Gazze ve Batı Şeria ile İsrail'de Filistinlilerin yaşadığı şehirlerde, ırkçı Yahudi ulus devlet yasası ile İsrail'in Doğu Kudüs'ün doğusunda yer alan Han el-Ahmer'i yıkma kararını protesto için genel grev kararı alındı.
Gazze'deki Filistinli grupların büyük bölümünü bünyesinde barındıran Filistin Ulusal ve İslami Güçler Komitesi yaptığı açıklamada, ırkçı Yahudi ulus devlet yasasına tepki ve Han el-Ahmer sakinleriyle dayanışma için Filistin halkına bugün için genel grev çağrısında bulundu.
Grevin, ticaret sektörünü, hükümete bağlı olan ve olmayan tüm kurumları kapsayacağını belirten komite, ırkçı yasaya tepki göstererek, Han el-Ahmer sakinleriyle dayanışma içinde olduklarını ifade etti.
Batı Şeria'daki Ulusal ve İslami Güçler de hayatın her alanını etkileyecek şekilde genel greve gitme çağrısı yaptı. Açıklamada, ırkçı yasaya tepki için toplu halk eylemlere katılımın önemi vurgulandı.
İsrail'deki Arap Vatandaşları İzleme Yüksek Komitesi tarafından yapılan yazılı açıklamada da ırkçı yasaya tepki ve Han el-Ahmer sakinleriyle dayanışma için İsrail'de yaşayan Filistinlilere genel grev çağrısında bulunuldu.
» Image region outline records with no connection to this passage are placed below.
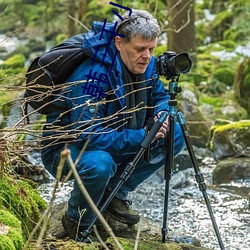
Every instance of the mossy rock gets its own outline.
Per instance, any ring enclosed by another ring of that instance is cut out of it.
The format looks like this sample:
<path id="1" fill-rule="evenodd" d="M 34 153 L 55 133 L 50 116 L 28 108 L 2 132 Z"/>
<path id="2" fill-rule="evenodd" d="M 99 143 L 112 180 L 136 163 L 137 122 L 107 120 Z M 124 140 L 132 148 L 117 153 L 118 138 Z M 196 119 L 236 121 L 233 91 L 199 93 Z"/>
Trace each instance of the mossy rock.
<path id="1" fill-rule="evenodd" d="M 240 105 L 247 110 L 250 116 L 250 59 L 246 58 L 238 68 L 234 83 L 235 95 Z"/>
<path id="2" fill-rule="evenodd" d="M 0 249 L 19 250 L 23 244 L 20 221 L 7 210 L 0 209 Z"/>
<path id="3" fill-rule="evenodd" d="M 213 78 L 227 86 L 234 84 L 235 70 L 229 67 L 221 67 L 214 71 Z"/>
<path id="4" fill-rule="evenodd" d="M 213 183 L 228 183 L 233 180 L 250 178 L 250 158 L 226 158 L 213 171 Z"/>
<path id="5" fill-rule="evenodd" d="M 210 149 L 215 159 L 230 156 L 249 156 L 250 120 L 231 122 L 226 125 L 214 125 L 210 130 Z"/>
<path id="6" fill-rule="evenodd" d="M 210 124 L 205 119 L 199 108 L 188 101 L 181 101 L 180 111 L 184 114 L 192 145 L 206 148 L 206 145 L 209 142 Z"/>
<path id="7" fill-rule="evenodd" d="M 45 210 L 46 202 L 26 180 L 0 176 L 0 207 L 5 207 L 21 221 L 24 238 L 27 238 Z M 31 183 L 31 182 L 30 182 Z"/>

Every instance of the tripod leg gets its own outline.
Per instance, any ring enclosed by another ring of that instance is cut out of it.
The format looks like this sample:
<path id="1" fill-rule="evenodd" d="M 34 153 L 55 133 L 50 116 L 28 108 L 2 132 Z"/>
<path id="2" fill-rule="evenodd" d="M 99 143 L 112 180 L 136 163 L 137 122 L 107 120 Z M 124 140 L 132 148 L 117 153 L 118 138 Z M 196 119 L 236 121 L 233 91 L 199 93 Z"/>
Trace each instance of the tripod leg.
<path id="1" fill-rule="evenodd" d="M 168 200 L 169 200 L 169 183 L 172 176 L 172 169 L 174 165 L 174 116 L 169 115 L 169 132 L 166 138 L 166 162 L 165 162 L 165 197 L 164 197 L 164 213 L 162 226 L 162 242 L 166 242 L 166 235 L 168 232 Z"/>
<path id="2" fill-rule="evenodd" d="M 207 206 L 207 210 L 209 212 L 209 215 L 210 215 L 210 218 L 211 218 L 211 221 L 212 221 L 212 224 L 213 224 L 213 228 L 214 228 L 216 237 L 218 239 L 220 248 L 221 248 L 221 250 L 224 250 L 225 247 L 223 245 L 223 242 L 222 242 L 222 239 L 221 239 L 221 236 L 220 236 L 220 232 L 219 232 L 219 229 L 218 229 L 218 226 L 217 226 L 214 214 L 213 214 L 213 210 L 212 210 L 210 201 L 208 199 L 208 195 L 207 195 L 207 192 L 206 192 L 207 187 L 206 187 L 206 184 L 204 182 L 204 177 L 203 177 L 203 174 L 201 173 L 201 171 L 199 169 L 198 162 L 197 162 L 197 159 L 195 157 L 195 154 L 194 154 L 194 151 L 193 151 L 190 139 L 189 139 L 189 133 L 188 133 L 187 128 L 186 128 L 184 116 L 183 116 L 183 114 L 181 112 L 178 112 L 177 113 L 177 118 L 178 118 L 179 124 L 181 126 L 181 130 L 182 130 L 185 142 L 186 142 L 186 146 L 187 146 L 187 150 L 188 150 L 190 159 L 191 159 L 191 161 L 193 163 L 193 167 L 194 167 L 194 171 L 195 171 L 195 179 L 196 179 L 196 181 L 197 181 L 197 183 L 199 185 L 200 191 L 203 194 L 203 197 L 204 197 L 204 200 L 205 200 L 205 203 L 206 203 L 206 206 Z"/>

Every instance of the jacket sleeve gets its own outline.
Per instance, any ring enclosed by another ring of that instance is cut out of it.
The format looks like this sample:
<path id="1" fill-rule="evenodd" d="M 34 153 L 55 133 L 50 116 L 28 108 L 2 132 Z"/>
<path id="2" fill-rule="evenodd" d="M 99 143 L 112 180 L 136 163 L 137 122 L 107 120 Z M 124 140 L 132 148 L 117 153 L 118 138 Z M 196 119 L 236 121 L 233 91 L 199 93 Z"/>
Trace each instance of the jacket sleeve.
<path id="1" fill-rule="evenodd" d="M 86 74 L 89 73 L 87 65 L 90 64 L 83 63 L 68 79 L 71 87 L 66 91 L 66 100 L 71 108 L 71 130 L 76 135 L 78 145 L 83 147 L 87 142 L 88 150 L 104 150 L 114 155 L 136 153 L 145 137 L 145 130 L 122 129 L 118 131 L 104 125 L 110 119 L 105 116 L 105 102 L 83 93 L 86 82 L 83 82 L 82 79 L 86 79 Z M 105 67 L 96 68 L 95 66 L 93 72 L 98 72 L 96 76 L 101 73 L 106 74 Z M 96 81 L 91 84 L 96 87 L 103 86 L 103 91 L 107 91 L 105 86 L 108 84 L 97 84 Z"/>

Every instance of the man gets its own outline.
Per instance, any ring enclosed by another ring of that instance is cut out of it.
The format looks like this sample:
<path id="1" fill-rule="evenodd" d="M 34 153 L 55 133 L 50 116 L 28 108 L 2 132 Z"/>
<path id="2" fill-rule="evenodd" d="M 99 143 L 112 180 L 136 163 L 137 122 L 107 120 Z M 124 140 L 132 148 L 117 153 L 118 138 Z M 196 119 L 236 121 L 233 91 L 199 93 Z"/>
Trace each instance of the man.
<path id="1" fill-rule="evenodd" d="M 68 87 L 55 101 L 44 129 L 42 159 L 53 176 L 56 175 L 60 152 L 66 141 L 74 161 L 87 145 L 78 158 L 77 171 L 97 206 L 116 186 L 127 163 L 140 149 L 140 143 L 146 136 L 147 120 L 150 117 L 157 120 L 162 111 L 168 111 L 169 95 L 156 73 L 153 57 L 160 32 L 157 20 L 142 10 L 133 10 L 131 16 L 125 13 L 122 17 L 123 21 L 118 23 L 116 36 L 109 45 L 111 33 L 102 33 L 103 23 L 94 22 L 93 29 L 86 34 L 83 42 L 88 58 L 68 79 Z M 113 27 L 114 24 L 109 24 L 105 28 L 112 30 Z M 113 61 L 116 49 L 118 53 Z M 84 81 L 90 77 L 90 69 L 92 75 L 96 72 L 95 79 L 99 76 L 102 81 Z M 102 89 L 100 96 L 104 97 L 93 95 L 93 91 L 86 93 L 90 86 Z M 106 209 L 117 220 L 131 225 L 139 222 L 140 217 L 130 208 L 127 196 L 164 165 L 167 130 L 166 119 L 151 144 L 150 159 L 142 157 Z M 174 138 L 176 155 L 184 148 L 178 123 Z M 67 175 L 69 170 L 66 163 L 63 175 Z M 83 215 L 82 211 L 85 211 Z M 65 231 L 71 238 L 81 237 L 80 232 L 92 222 L 93 217 L 75 182 L 67 213 L 62 219 Z M 76 235 L 79 220 L 80 232 Z"/>

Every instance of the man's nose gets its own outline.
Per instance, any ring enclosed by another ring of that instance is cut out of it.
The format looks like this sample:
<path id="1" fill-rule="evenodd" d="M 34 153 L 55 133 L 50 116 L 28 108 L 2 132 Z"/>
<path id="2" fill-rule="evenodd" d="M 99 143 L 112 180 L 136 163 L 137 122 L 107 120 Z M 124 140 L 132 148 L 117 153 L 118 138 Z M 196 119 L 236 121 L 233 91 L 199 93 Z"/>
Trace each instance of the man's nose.
<path id="1" fill-rule="evenodd" d="M 147 50 L 144 51 L 142 57 L 144 59 L 150 59 L 151 58 L 151 53 L 150 53 L 149 49 L 147 49 Z"/>

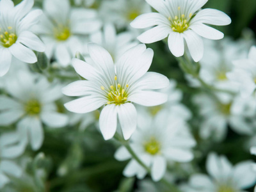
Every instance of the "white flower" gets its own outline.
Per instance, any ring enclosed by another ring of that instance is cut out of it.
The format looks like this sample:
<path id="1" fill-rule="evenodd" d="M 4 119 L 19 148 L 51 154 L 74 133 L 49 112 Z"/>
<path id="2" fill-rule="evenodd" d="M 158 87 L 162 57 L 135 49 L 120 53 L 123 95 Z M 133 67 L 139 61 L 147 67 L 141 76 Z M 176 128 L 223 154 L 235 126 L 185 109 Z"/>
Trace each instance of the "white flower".
<path id="1" fill-rule="evenodd" d="M 230 96 L 229 100 L 218 99 L 206 94 L 198 95 L 194 98 L 204 118 L 200 127 L 200 136 L 221 141 L 226 137 L 228 124 L 239 134 L 253 133 L 253 127 L 246 120 L 253 119 L 255 115 L 256 102 L 253 98 L 244 99 Z"/>
<path id="2" fill-rule="evenodd" d="M 6 91 L 12 97 L 0 97 L 0 125 L 17 121 L 22 140 L 30 141 L 33 150 L 44 141 L 42 122 L 51 127 L 61 127 L 68 122 L 67 116 L 58 112 L 54 101 L 61 97 L 60 85 L 50 84 L 43 76 L 20 71 L 6 82 Z"/>
<path id="3" fill-rule="evenodd" d="M 45 0 L 44 14 L 35 30 L 46 45 L 46 55 L 52 55 L 62 66 L 70 63 L 77 51 L 83 51 L 80 36 L 98 31 L 101 22 L 96 11 L 71 8 L 68 0 Z"/>
<path id="4" fill-rule="evenodd" d="M 228 79 L 226 74 L 232 70 L 233 60 L 243 58 L 247 54 L 249 45 L 244 40 L 234 42 L 229 38 L 219 41 L 205 40 L 204 43 L 205 51 L 200 62 L 201 79 L 214 88 L 237 93 L 237 84 Z M 187 77 L 193 86 L 204 86 L 198 81 L 195 82 L 196 79 Z"/>
<path id="5" fill-rule="evenodd" d="M 169 49 L 176 57 L 184 53 L 184 39 L 195 61 L 200 61 L 204 54 L 204 38 L 218 40 L 224 35 L 206 24 L 225 26 L 230 18 L 214 9 L 200 8 L 207 0 L 146 0 L 159 13 L 145 13 L 131 23 L 134 28 L 155 26 L 143 33 L 138 39 L 151 44 L 167 36 Z"/>
<path id="6" fill-rule="evenodd" d="M 151 176 L 158 181 L 164 176 L 168 161 L 188 162 L 193 159 L 191 148 L 196 144 L 191 136 L 184 121 L 176 116 L 170 116 L 164 111 L 160 112 L 152 120 L 144 115 L 143 123 L 131 138 L 131 147 L 145 164 L 150 167 Z M 115 154 L 118 161 L 132 157 L 122 146 Z M 124 170 L 126 177 L 136 175 L 143 179 L 147 170 L 135 159 L 132 159 Z"/>
<path id="7" fill-rule="evenodd" d="M 243 192 L 256 181 L 256 174 L 252 170 L 252 162 L 241 162 L 232 166 L 225 156 L 214 153 L 209 155 L 206 170 L 209 176 L 204 174 L 193 175 L 186 192 Z"/>
<path id="8" fill-rule="evenodd" d="M 114 63 L 126 51 L 139 44 L 131 32 L 125 31 L 116 35 L 115 26 L 111 24 L 105 24 L 102 32 L 92 35 L 90 42 L 106 49 L 111 55 Z"/>
<path id="9" fill-rule="evenodd" d="M 33 0 L 24 0 L 15 6 L 11 0 L 0 1 L 0 77 L 9 70 L 12 56 L 33 63 L 37 58 L 32 50 L 45 50 L 41 40 L 30 31 L 42 13 L 39 10 L 30 11 L 33 4 Z"/>
<path id="10" fill-rule="evenodd" d="M 102 20 L 115 23 L 118 28 L 129 27 L 136 17 L 150 12 L 144 0 L 104 0 L 99 9 Z"/>
<path id="11" fill-rule="evenodd" d="M 0 189 L 10 181 L 8 175 L 20 177 L 22 175 L 20 167 L 12 159 L 21 155 L 25 150 L 26 143 L 19 141 L 20 136 L 16 132 L 0 136 Z"/>
<path id="12" fill-rule="evenodd" d="M 252 95 L 256 88 L 256 47 L 252 47 L 247 60 L 234 61 L 233 64 L 234 68 L 227 77 L 239 84 L 243 97 Z"/>
<path id="13" fill-rule="evenodd" d="M 169 81 L 163 75 L 147 72 L 154 53 L 144 44 L 125 52 L 116 65 L 102 47 L 90 44 L 88 50 L 93 66 L 76 58 L 72 60 L 77 73 L 87 80 L 74 82 L 63 89 L 68 96 L 85 97 L 65 106 L 70 111 L 86 113 L 104 106 L 99 125 L 104 139 L 114 136 L 118 116 L 124 137 L 127 140 L 136 127 L 136 110 L 132 102 L 147 106 L 164 103 L 167 95 L 148 90 L 166 87 Z"/>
Açıklamada, grevin geniş kapsamlı olacağı aktarıldı.
Gazze'deki 4 üniversite ile bir fakülte de eyleme katılacaklarını bildirdi.
Ramallah'taki Filistin yönetimine bağlı Filistin Para Otoritesi (Merkez Bankası mesabesinde), Gazze ve Batı Şeria'daki bankların bugün çalışmayacağını ve greve dahil olacağını duyurdu.
Gazze Belediyeler Birliği, Filistin Ulusal ve İslami Güçler Komitesinin grevine katılacaklarını ve çalışmaları durduracaklarını kaydetti.
İsrail meclisinde temmuz ayında çok az oy farkıyla kabul edilen Yahudi ulus devlet yasası, iki farklı vatandaş modeli öngörüyor. Buna göre, yaklaşık 9 milyon nüfuslu ülkenin yüzde 20'den fazlasını oluşturan Arapların ikinci sınıf vatandaş konumuna düşeceği belirtiliyor.
Yıkım kararıyla gündeme gelen Han el-Ahmer
İsrail Yüksek Mahkemesi, mayıs ayında Han el-Ahmer bölgesinde yaklaşık 190 Filistinlinin yaşadığı derme çatma barakalar ile bölgedeki başka yerlerden gelen 170 öğrencinin eğitim gördüğü okulun yıkılmasına karar vermişti.
Mahkemenin kararının ardından temmuz ayı başında İsrail polisi eşliğinde bölgeye gelen yıkım ekibi, Filistin'in farklı yerlerinden gönüllüler ve bölge halkının direnişiyle karşılaşmıştı.
Hem uluslararası camiadan gelen tepkiler hem de Filistinlilerin direnişi sebebiyle İsrail güçleri yıkımı gerçekleştirememiş, İsrail mahkemesi de bölge sakinlerinin başvurusu üzerine yıkım kararını askıya almıştı.
Siyonist İsrail Yüksek Mahkemesi 5 Eylül'de de Han el-Ahmer'deki yıkım kararına yapılan itirazı reddederek, bölgenin 7 gün içinde boşaltılmasına ve yıkımların başlatılmasına hükmetmişti.